Filgrastim is administered intravenously (IV) or subcutaneously. Pharmacokinetic data are similar in healthy subjects and cancer patients. The volume of distribution averaged 150 mL/kg. Clearance is nonlinear and is dependent on drug concentration and neutrophil count. G-CSF receptor-mediated clearance is saturated by a high concentration of filgrastim and clearance is diminished by neutropenia. Filgrastim is cleared by the kidney. The elimination half-life is approximately 3.5 hours, and the clearance is about 0.5 to 0.7 mL/minute/kg following IV filgrastim administration. The half-life of filgrastim is similar following IV (231 minutes) or subcutaneous (210 minutes) administration. Additionally, single IV doses or daily IV doses resulted in comparable half-life values.
A dose-dependent increase in circulating neutrophil counts occurred following filgrastim administration (dose range, 1 to 70 mcg/kg/day) in patients with nonmyeloid malignancies. This dose-dependent neutrophil increase occurred with IV (1 to 70 mcg/kg twice daily), subcutaneous (1 to 3 mcg/kg once daily), or continuous subcutaneous infusion (3 to 11 mcg/kg/day) administration. In most cases, the neutrophil count returned to baseline within 4 days of stopping filgrastim.
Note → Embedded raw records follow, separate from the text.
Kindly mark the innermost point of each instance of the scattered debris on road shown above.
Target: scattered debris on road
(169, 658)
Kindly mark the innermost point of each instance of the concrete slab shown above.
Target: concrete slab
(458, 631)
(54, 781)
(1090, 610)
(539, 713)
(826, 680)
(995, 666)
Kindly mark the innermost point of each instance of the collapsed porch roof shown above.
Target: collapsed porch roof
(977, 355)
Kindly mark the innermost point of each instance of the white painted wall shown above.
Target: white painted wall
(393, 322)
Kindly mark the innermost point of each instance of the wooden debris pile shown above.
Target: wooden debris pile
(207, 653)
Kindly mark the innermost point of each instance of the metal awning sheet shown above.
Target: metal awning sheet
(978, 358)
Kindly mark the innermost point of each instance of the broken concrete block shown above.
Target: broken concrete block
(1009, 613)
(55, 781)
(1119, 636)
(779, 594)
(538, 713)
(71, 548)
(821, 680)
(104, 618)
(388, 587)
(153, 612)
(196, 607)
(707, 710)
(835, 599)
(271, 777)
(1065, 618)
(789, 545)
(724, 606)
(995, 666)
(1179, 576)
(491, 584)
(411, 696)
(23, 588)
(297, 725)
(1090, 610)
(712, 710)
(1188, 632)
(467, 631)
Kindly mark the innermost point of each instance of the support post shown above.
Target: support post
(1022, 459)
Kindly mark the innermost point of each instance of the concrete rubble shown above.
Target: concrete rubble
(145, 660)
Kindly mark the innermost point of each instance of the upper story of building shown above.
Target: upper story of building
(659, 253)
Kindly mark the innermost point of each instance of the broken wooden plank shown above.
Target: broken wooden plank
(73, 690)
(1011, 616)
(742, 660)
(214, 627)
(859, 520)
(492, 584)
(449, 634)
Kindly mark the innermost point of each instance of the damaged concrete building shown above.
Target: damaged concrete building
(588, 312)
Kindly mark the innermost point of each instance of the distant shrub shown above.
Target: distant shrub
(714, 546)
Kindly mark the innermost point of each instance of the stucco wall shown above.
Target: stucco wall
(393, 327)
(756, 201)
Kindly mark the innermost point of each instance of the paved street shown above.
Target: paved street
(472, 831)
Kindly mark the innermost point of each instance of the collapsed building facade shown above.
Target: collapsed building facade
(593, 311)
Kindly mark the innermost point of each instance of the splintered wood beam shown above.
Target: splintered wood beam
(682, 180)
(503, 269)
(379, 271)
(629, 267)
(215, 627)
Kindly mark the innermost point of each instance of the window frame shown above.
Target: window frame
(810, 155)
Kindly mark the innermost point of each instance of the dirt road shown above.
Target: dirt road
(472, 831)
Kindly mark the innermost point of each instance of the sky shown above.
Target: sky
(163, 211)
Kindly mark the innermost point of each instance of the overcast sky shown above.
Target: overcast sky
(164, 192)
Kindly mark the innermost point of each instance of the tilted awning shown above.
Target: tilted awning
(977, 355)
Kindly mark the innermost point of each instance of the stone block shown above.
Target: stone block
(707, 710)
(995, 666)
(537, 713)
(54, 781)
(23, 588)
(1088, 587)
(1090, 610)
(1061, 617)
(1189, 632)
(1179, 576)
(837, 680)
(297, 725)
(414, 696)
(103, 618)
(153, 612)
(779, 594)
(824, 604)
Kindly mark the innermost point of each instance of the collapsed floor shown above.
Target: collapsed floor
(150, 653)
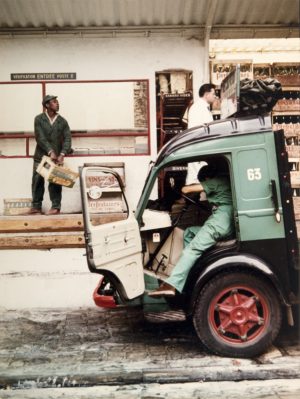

Affected cytochrome P450 isoenzymes and drug transporters: None
-Route-Specific Pharmacokinetics
Intravenous Route
The steady-state concentration was achieved and there was no evidence of drug accumulation when filgrastim 20 mcg/kg/day was given as a continuous 24-hour IV infusion over 11 to 20 days.
Subcutaneous Route
The absolute bioavailability of filgrastim is 60% to 70% following subcutaneous administration. The peak concentration (Cmax) was 4 and 49 nanograms/mL following subcutaneous filgrastim doses of 3.45 mcg/kg and 11.5 mcg/kg, respectively. The time to peak concentration (Tmax) ranged from 2 to 8 hours.
-Special Populations
Hepatic Impairment
The pharmacokinetic and pharmacodynamic parameters of filgrastim were similar in subjects with mild (Child-Pugh class A; n = 10) or moderate (Child-Pugh class B; n = 2) hepatic impairment compared with healthy volunteers (n = 12) in a pharmacokinetic study.
Renal Impairment
Higher filgrastim serum concentrations occurred in subjects with end-stage renal disease (n = 4) but not moderate renal impairment (n = 4) compared with healthy volunteers (n = 4) in a small pharmacokinetic study.
Pediatrics
The pharmacokinetic parameters of filgrastim in pediatric patients are similar to those in adults at weight-normalized doses.
Other
Radiation Exposure
The pharmacokinetic parameters of filgrastim have not been evaluated in human subjects acutely exposed to myelosuppressive doses of radiation. Using a population pharmacokinetic data model, the filgrastim exposure (AUC) is expected to be higher in humans with acute radiation exposure compared with irradiated non-human primates at a dose of 10 mcg/kg.